It’s not the easiest thing to keep friends when you live a good thirty-minute walk from the nearest village—nor when you’re as close as we are to the woods. But Annel didn’t care none about those things. The other village girls stayed close to home, but even young as a sprout, Annel would run across the fields and come stamping up to our front door, bursting in as we ate our breakfast maybe, or swinging right around to the garden, where I’d be at work. She didn’t look like a farmer’s daughter—she looked like a lady from the court, with that figure and that face—but she wore her skirts hitched up as often as not, and she threw herself down in the dirt alongside me as I pruned and planted.
   Not that her parents approved, quite, but Annel had five brothers also running wild, and for one stray daughter to be off visiting the flower girl and her grandfather—who still spoke soft and sweet like the castle folk—there were worse things in the world.
   When Annel came by our place, it was as if the sun had come down to visit. She’d go running with me out in the meadows, picking wildflowers, imagining shapes in the clouds in the sky. We’d talk things over, too: what it’d be like to fly up high with the birds; where we’d like to go when we grew up—across the mountains to the northern sea, or so far south, the winter would never come. Annel was always full of places she’d like to go. I think that was why she so loved our place—it was the closest she could get to another country, my Gramps and my world. Well, and I reckon I listened better than most of the village girls. How could I not? She’d paint such pictures with her words, of endless hills of sand, of bitter plains of snow.
   Annel was good at that—making you see things with her words. Often as not, she’d stay clear through dinner, until the dark was creeping into the corners of the hut, and she’d curl up on our old wool rug next to me, her face all shining in the firelight. We’d have taken in a chair from the porch for Gramps. He’d sit straight as always, but with a softness in his face, as if he’d forgotten for the moment the pain in his legs, his fretful thoughts. And Annel would tell us stories, Gramps and me, and he would listen quietly, scarce moving, and I would eat them up like a river eats stones, rushing, gobbling every passing word, slipping on from tale to tale to tale.
   Sometimes the stories she’d tell would get to be too much for my Gramps.
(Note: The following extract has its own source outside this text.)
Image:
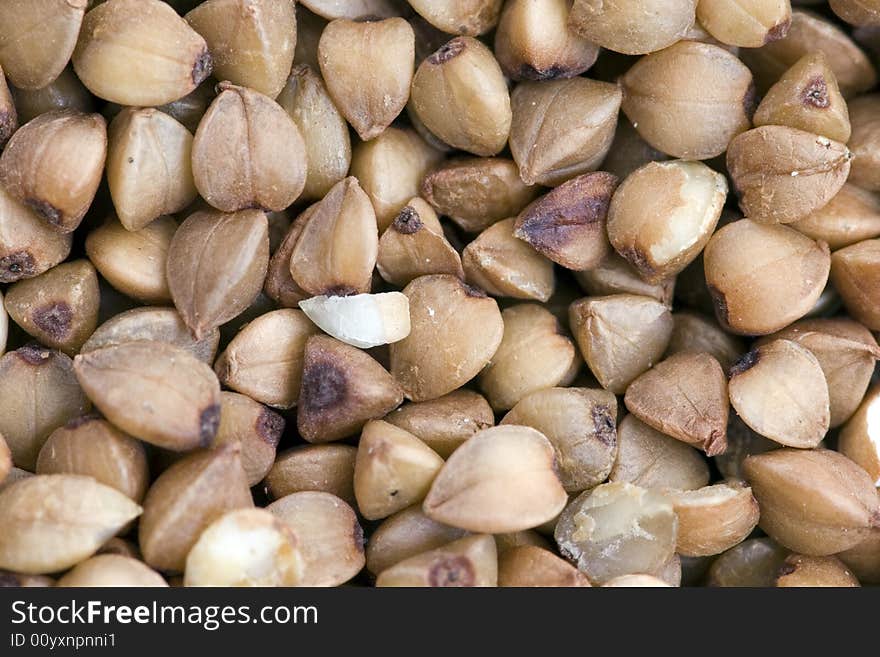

A woman who got herself lost and never came back. A child without a mother, wandering far and wide, screaming so insistently that the earth opened up and swallowed it whole just to give it some rest. Then we would hear the chair scraping and the cane jolting against the floor, and Annel would stop talking until he’d gone out to the porch and sat down on the steps. She’d continue softer after that and stop her story soon as she could.
   But she always kept on until the end. She knew, as I knew, that you don’t stop a story half done. You keep on going, through heartbreak and pain and fear, and times there is a happy ending, and times there isn’t. Don’t matter. You don’t cut a flower half through and then wait and watch as it slowly shrivels to death. And you don’t stop a story before you reach the end.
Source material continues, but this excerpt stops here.